On 13/06/2019 12:16, Vincenzo Frascino wrote:
> Hi Szabolcs,
>
> thank you for your review.
>
> On 13/06/2019 11:14, Szabolcs Nagy wrote:
>> On 13/06/2019 10:20, Catalin Marinas wrote:
>>> Hi Szabolcs,
>>>
>>> On Wed, Jun 12, 2019 at 05:30:34PM +0100, Szabolcs Nagy wrote:
>>>> On 12/06/2019 15:21, Vincenzo Frascino wrote:
>>>>> +2. ARM64 Tagged Address ABI
>>>>> +---------------------------
>>>>> +
>>>>> +From the kernel syscall interface prospective, we define, for the purposes
>>>> ^^^^^^^^^^^
>>>> perspective
>>>>
>>>>> +of this document, a "valid tagged pointer" as a pointer that either it has
>>>>> +a zero value set in the top byte or it has a non-zero value, it is in memory
>>>>> +ranges privately owned by a userspace process and it is obtained in one of
>>>>> +the following ways:
>>>>> + - mmap() done by the process itself, where either:
>>>>> + * flags = MAP_PRIVATE | MAP_ANONYMOUS
>>>>> + * flags = MAP_PRIVATE and the file descriptor refers to a regular
>>>>> + file or "/dev/zero"
>>>>
>>>> this does not make it clear if MAP_FIXED or other flags are valid
>>>> (there are many map flags i don't know, but at least fixed should work
>>>> and stack/growsdown. i'd expect anything that's not incompatible with
>>>> private|anon to work).
>>>
>>> Just to clarify, this document tries to define the memory ranges from
>>> where tagged addresses can be passed into the kernel in the context
>>> of TBI only (not MTE); that is for hwasan support.

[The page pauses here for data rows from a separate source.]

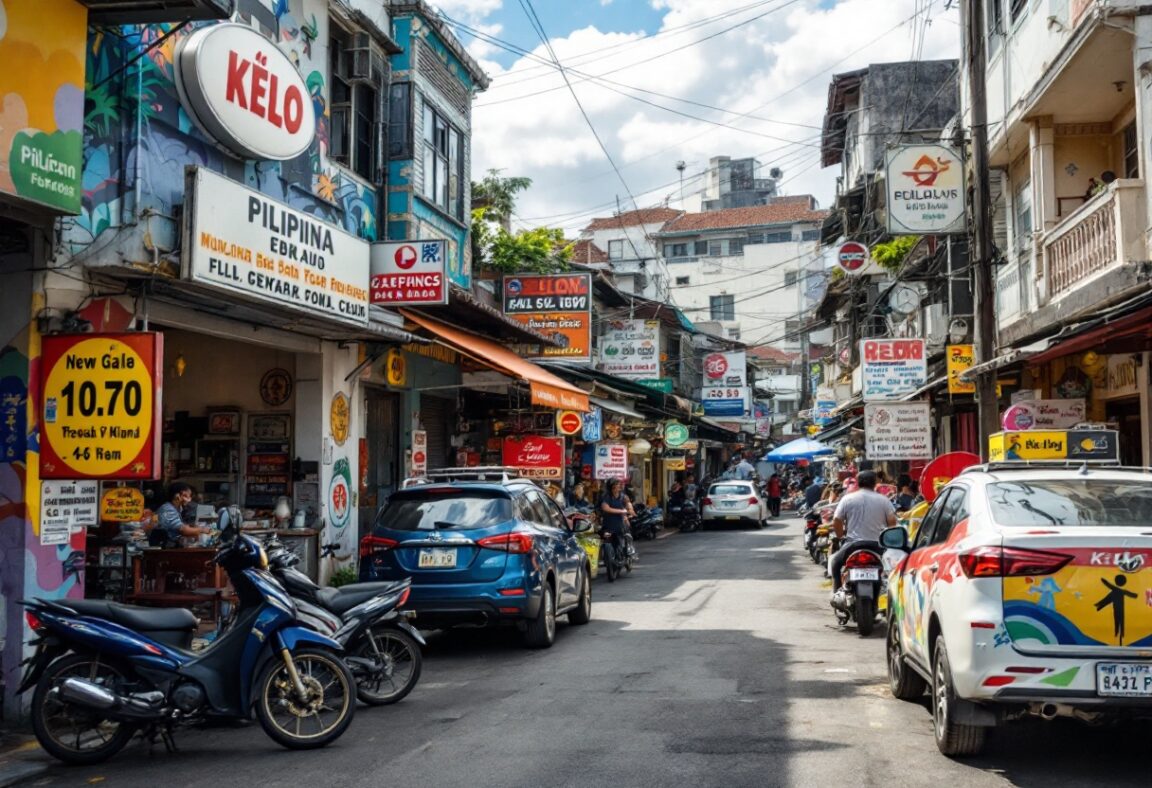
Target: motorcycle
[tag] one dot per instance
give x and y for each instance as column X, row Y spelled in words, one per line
column 865, row 586
column 383, row 646
column 103, row 671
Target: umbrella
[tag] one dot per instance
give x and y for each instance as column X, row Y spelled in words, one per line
column 802, row 448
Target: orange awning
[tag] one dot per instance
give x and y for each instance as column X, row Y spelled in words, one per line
column 546, row 388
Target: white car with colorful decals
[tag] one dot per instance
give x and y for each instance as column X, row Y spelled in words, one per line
column 1028, row 591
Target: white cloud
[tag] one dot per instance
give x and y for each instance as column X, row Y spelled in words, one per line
column 775, row 68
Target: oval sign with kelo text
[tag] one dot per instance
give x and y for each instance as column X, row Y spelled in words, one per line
column 244, row 92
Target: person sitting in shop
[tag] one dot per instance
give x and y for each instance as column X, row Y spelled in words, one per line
column 169, row 523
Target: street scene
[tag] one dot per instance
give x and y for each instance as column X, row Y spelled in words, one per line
column 636, row 392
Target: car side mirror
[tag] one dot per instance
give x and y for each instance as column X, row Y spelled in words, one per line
column 895, row 538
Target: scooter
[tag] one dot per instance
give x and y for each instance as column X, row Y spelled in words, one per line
column 383, row 646
column 105, row 671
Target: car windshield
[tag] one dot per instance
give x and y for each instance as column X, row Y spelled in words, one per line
column 730, row 490
column 1047, row 502
column 444, row 510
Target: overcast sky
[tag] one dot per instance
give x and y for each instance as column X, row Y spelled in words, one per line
column 767, row 60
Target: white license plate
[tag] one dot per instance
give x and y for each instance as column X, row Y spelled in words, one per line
column 438, row 558
column 1123, row 680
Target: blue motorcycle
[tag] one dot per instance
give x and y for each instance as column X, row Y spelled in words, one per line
column 104, row 671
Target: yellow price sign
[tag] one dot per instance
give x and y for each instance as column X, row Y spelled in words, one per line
column 99, row 415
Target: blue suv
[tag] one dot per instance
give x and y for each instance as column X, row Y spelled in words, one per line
column 483, row 553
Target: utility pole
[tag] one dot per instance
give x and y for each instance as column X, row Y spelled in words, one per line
column 983, row 285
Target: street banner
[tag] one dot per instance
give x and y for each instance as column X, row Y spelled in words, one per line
column 892, row 368
column 897, row 431
column 100, row 408
column 631, row 349
column 409, row 273
column 556, row 305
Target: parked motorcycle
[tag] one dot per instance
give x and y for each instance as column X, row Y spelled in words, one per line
column 383, row 648
column 104, row 671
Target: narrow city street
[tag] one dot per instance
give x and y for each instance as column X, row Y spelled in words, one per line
column 717, row 663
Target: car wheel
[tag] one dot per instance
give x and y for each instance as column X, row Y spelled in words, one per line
column 953, row 739
column 542, row 630
column 906, row 683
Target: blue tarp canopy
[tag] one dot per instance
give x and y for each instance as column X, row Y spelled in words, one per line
column 802, row 448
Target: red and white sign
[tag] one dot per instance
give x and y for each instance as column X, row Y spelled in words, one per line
column 569, row 422
column 535, row 456
column 244, row 92
column 409, row 273
column 851, row 257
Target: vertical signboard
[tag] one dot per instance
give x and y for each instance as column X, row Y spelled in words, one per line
column 556, row 305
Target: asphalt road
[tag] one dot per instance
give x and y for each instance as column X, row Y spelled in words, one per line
column 717, row 663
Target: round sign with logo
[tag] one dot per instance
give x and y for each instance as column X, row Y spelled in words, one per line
column 244, row 92
column 675, row 434
column 569, row 422
column 851, row 257
column 99, row 406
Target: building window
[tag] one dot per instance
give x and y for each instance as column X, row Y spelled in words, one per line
column 357, row 72
column 722, row 308
column 444, row 163
column 1131, row 152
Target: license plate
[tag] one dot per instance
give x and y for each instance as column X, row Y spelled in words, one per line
column 437, row 558
column 1124, row 680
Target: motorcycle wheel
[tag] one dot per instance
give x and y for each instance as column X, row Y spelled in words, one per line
column 320, row 718
column 400, row 669
column 72, row 734
column 865, row 615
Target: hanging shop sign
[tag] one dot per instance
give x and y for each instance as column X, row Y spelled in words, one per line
column 556, row 305
column 611, row 461
column 725, row 400
column 1044, row 415
column 897, row 431
column 569, row 422
column 100, row 408
column 1091, row 445
column 244, row 92
column 631, row 349
column 240, row 241
column 925, row 190
column 43, row 89
column 892, row 368
column 726, row 369
column 675, row 434
column 960, row 358
column 408, row 273
column 67, row 507
column 122, row 505
column 535, row 456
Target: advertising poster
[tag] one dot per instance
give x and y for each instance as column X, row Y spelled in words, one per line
column 631, row 349
column 555, row 305
column 897, row 431
column 892, row 368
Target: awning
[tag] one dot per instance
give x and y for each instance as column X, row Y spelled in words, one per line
column 546, row 388
column 616, row 407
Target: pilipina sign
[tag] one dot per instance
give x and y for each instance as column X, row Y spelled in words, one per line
column 244, row 92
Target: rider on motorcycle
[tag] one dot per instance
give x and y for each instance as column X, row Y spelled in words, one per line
column 862, row 514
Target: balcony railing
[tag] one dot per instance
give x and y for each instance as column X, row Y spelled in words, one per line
column 1106, row 230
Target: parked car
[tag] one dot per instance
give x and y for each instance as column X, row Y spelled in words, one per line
column 483, row 553
column 1027, row 592
column 734, row 501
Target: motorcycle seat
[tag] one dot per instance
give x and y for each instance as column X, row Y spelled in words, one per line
column 347, row 597
column 133, row 616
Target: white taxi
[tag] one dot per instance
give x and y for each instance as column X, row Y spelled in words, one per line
column 1028, row 591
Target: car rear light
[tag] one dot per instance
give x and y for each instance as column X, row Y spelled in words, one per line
column 1010, row 562
column 517, row 542
column 370, row 545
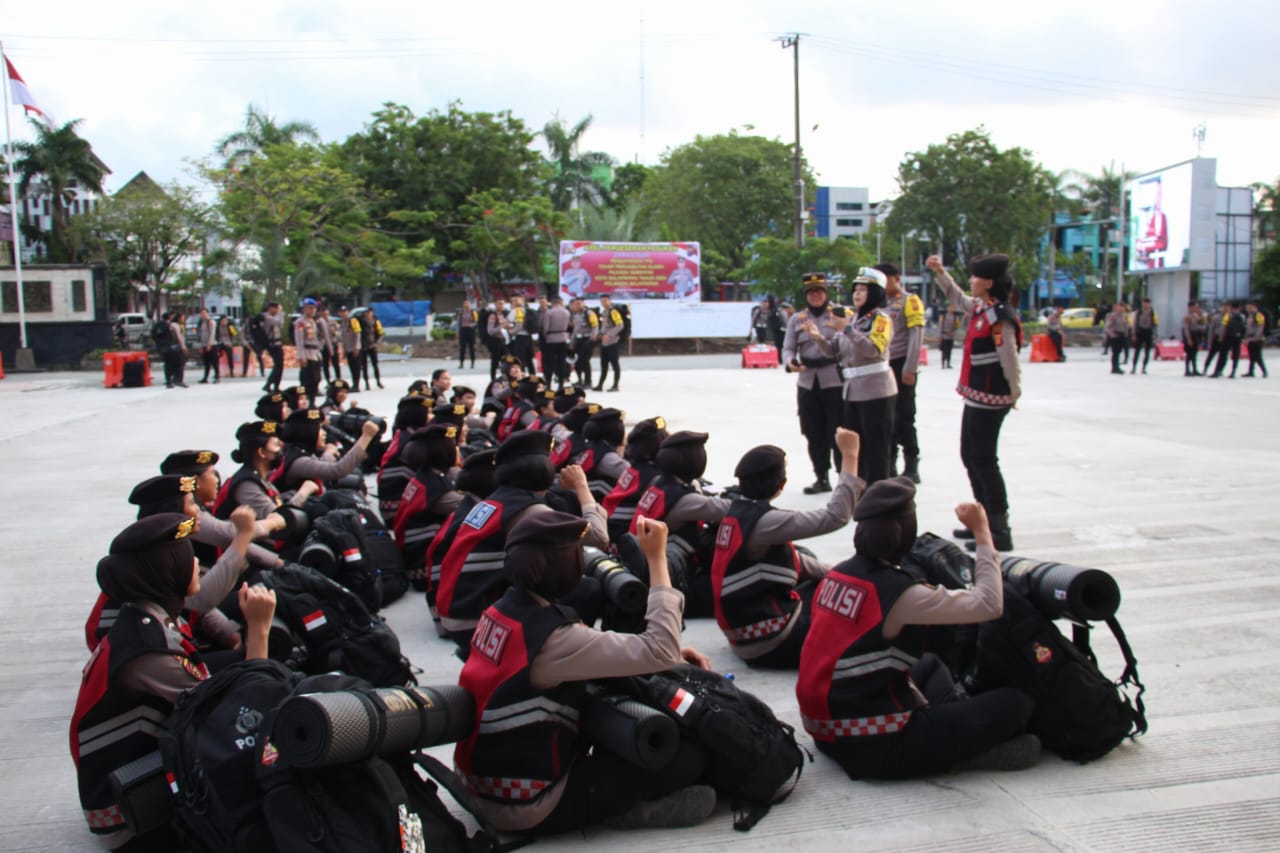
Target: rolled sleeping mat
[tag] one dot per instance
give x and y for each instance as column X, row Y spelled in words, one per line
column 1061, row 591
column 631, row 730
column 328, row 729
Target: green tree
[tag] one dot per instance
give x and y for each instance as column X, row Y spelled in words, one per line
column 725, row 191
column 572, row 182
column 776, row 265
column 423, row 172
column 260, row 132
column 973, row 199
column 56, row 164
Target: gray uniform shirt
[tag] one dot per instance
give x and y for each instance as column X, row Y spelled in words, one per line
column 799, row 347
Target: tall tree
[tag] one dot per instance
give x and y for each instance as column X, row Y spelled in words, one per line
column 974, row 199
column 574, row 183
column 723, row 191
column 260, row 132
column 56, row 164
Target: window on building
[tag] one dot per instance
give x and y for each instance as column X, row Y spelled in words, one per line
column 37, row 297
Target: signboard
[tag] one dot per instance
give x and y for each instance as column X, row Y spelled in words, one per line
column 630, row 270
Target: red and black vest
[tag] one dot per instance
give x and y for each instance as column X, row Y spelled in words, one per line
column 982, row 378
column 416, row 524
column 224, row 502
column 755, row 600
column 471, row 570
column 590, row 459
column 621, row 501
column 114, row 725
column 393, row 475
column 853, row 682
column 525, row 739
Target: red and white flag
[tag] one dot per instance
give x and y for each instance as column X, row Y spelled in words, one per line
column 22, row 95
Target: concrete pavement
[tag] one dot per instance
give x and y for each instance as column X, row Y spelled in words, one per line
column 1166, row 482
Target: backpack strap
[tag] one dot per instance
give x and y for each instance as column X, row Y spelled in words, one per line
column 1130, row 675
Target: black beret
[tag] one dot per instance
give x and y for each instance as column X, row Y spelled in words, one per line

FIXED or GROWSDOWN
>>> should not affect this.
>>
>> yes, so either the text should list MAP_* flags that don't affect
>> the pointer tagging semantics or specify private|anon mapping
>> with different wording.
>>
>
> Good point. Could you please propose a wording that would be suitable for this case?

i don't know all the MAP_ magic, but i think it's enough to change
the "flags =" to

* flags have MAP_PRIVATE and MAP_ANONYMOUS set or
* flags have MAP_PRIVATE set and the file descriptor refers to...


>>>>> + - a mapping below sbrk(0) done by the process itself
>>>>
>>>> doesn't the mmap rule cover this?
>>>
>>> IIUC it doesn't cover it as that's memory mapped by the kernel
>>> automatically on access vs a pointer returned by mmap(). The statement
>>> above talks about how the address is obtained by the user.
>>
>> ok i read 'mapping below sbrk' as an mmap (possibly MAP_FIXED)
>> that happens to be below the heap area.
>>
>> i think "below sbrk(0)" is not the best term to use: there
>> may be address range below the heap area that can be mmapped
>> and thus below sbrk(0) and sbrk is a posix api not a linux
>> syscall, the libc can implement it with mmap or whatever.
>>
>> i'm not sure what the right term for 'heap area' is
>> (the address range between syscall(__NR_brk,0) at
>> program startup and its current value?)
>>
>
> I used sbrk(0) with the meaning of "end of the process's data segment" not
> implying that this is a syscall, but just as a useful way to identify the mapping.
> I agree that it is a posix function implemented by libc but when it is used with
> 0 finds the current location of the program break, which can be changed by brk()
> and depending on the new address passed to this syscall can have the effect of
> allocating or deallocating memory.
>
> Will changing sbrk(0) with "end of the process's data segment" make it more clear?

i don't understand what's the relevance of the *end*
of the data segment.

i'd expect the text to say something about the address
range of the data segment.

i can do

mmap((void*)65536, 65536, PROT_READ|PROT_WRITE, MAP_FIXED|MAP_SHARED|MAP_ANON, -1, 0);

and it will be below the end of the data segment.

>
> I will add what you are suggesting about the heap area.
>